Paul Kedrosky with an excellent post:

"There are many things on here, including a healthy industry distrust of lying politicians and their promises. But it is mostly something else: Wall Street doesn't believe Obama, and it didn't believe McCain either. While Wall Street worried for a little while about Obama's tax increase promise, his pro union leanings, and his regulatory fervor, it now doesn't really care. Why? Because Wall Street knows that everything has changed, as happens with any battle plan after the first skirmish. President Obama can't raise taxes right now. A tax increase during the most severe U.S. economic downturn in modern memory would be a Depression-class error, the sort of thing guaranteed to get you in the history books, albeit for all the wrong reasons. So it's not going to happen. And it's not just tax increases that markets have discounted from Obama, it's pretty much everything, except for more bank bailouts, some regulatory reform, and one or two major financial stimulus packages. Almost everything else is off the table right now, with Obama having little financial room to do very much.

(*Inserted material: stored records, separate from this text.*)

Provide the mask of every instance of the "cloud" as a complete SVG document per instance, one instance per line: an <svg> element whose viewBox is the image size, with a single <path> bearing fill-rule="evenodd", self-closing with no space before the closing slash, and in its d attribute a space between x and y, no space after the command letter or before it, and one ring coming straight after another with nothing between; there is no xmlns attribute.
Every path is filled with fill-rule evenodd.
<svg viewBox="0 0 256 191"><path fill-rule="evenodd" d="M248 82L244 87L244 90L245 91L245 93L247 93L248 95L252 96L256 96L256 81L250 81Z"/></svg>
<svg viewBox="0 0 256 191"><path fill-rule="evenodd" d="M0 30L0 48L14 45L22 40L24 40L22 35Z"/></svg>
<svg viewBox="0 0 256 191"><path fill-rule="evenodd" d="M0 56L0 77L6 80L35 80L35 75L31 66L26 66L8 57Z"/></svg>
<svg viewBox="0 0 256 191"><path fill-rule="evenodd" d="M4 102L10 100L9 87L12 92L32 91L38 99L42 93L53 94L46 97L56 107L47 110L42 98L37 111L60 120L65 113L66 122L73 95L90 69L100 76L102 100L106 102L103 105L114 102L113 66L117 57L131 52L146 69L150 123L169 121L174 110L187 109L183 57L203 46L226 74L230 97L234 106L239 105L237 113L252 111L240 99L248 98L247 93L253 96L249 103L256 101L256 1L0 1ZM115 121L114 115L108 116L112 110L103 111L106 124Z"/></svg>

The same would have been true, of course, of President McCain, had he been the voters' choice. Either way, however, Wall Street has now given the presidential election a good close look and decided that it matters less than ever this time around. The financial services industry's recent collapse has turned to a smoking ruin the U.S.'s already burnt balance sheet, putting President Obama square into fire-fighting with a straw and no money for water. All he can do is try to survive in the face of massive deficits, a teetering economy and a looming social security nightmare. Wall Street has neatly managed to half-way marginalize President Obama, even if it had to gut itself and the economy to do it."

This is pretty much Peston's view and my view.